Carlton High cafeteria food is crap, but pointing that out would be a Former Mateo move. “Yeah, no problem,” I say, shutting the refrigerator door as my stomach growls.
“Here.” I turn as my cousin Autumn, sitting at the kitchen table with a half-zipped backpack in front of her, tosses me a PowerBar. I catch it in one hand, peel back the wrapper, and bite off half.
“Bless you,” I mumble around the mouthful.
“Anything for you, brousin.”
Autumn has lived with us for seven years, since her parents died in a car crash when she was eleven. Ma was a single parent by then—she and my dad had just divorced, which horrified her Puerto Rican family and totally unfazed his Polish one—and Autumn was her niece by marriage, not blood. That should’ve put my mother low on the list of people responsible for a traumatized preteen orphan, especially with all the married couples on Dad’s side.

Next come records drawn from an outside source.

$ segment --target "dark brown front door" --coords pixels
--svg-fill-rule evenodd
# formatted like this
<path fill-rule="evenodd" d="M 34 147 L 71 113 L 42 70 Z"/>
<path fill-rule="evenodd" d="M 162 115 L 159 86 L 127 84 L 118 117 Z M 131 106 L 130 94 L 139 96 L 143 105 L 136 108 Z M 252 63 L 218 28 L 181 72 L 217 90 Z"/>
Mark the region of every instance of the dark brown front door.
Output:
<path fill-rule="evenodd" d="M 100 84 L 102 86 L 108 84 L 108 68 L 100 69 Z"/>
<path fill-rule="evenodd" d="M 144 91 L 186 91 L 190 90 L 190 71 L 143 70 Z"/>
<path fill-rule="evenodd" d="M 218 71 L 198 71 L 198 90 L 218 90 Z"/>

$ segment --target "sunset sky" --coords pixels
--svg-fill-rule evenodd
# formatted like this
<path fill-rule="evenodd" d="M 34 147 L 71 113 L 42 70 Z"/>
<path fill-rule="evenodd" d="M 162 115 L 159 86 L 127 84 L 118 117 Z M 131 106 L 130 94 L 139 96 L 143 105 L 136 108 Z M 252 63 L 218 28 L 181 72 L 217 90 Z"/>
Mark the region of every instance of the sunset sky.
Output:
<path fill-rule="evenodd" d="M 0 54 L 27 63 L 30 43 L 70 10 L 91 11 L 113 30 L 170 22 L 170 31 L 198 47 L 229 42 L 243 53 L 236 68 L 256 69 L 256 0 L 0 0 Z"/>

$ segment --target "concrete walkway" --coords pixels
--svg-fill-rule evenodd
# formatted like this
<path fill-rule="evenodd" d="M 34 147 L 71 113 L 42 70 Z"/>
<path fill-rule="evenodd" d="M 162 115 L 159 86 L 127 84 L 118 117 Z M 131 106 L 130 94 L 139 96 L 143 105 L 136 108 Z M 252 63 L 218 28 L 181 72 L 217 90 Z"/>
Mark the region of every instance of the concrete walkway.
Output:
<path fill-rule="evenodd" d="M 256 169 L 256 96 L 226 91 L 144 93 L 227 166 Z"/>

But Ma’s always been the adult who Gets Shit Done.
And unlike the rest of them, she wanted Autumn. “That girl needs us, and we need her,” she told me over my outraged protests as she painted what used to be my game room a cheerful lavender. “We have to take care of our own, right?”
I didn’t like it, at first. Autumn acted out a lot back then, which was obviously normal but still hugely uncomfortable for ten-year-old me. You never knew what would set her off—or what inanimate object she’d decide to punch. The first time Ma ever took us shopping, a clueless cashier told my cousin, “Look at that beautiful red hair! You and your brother don’t look anything alike.” And Autumn’s face froze.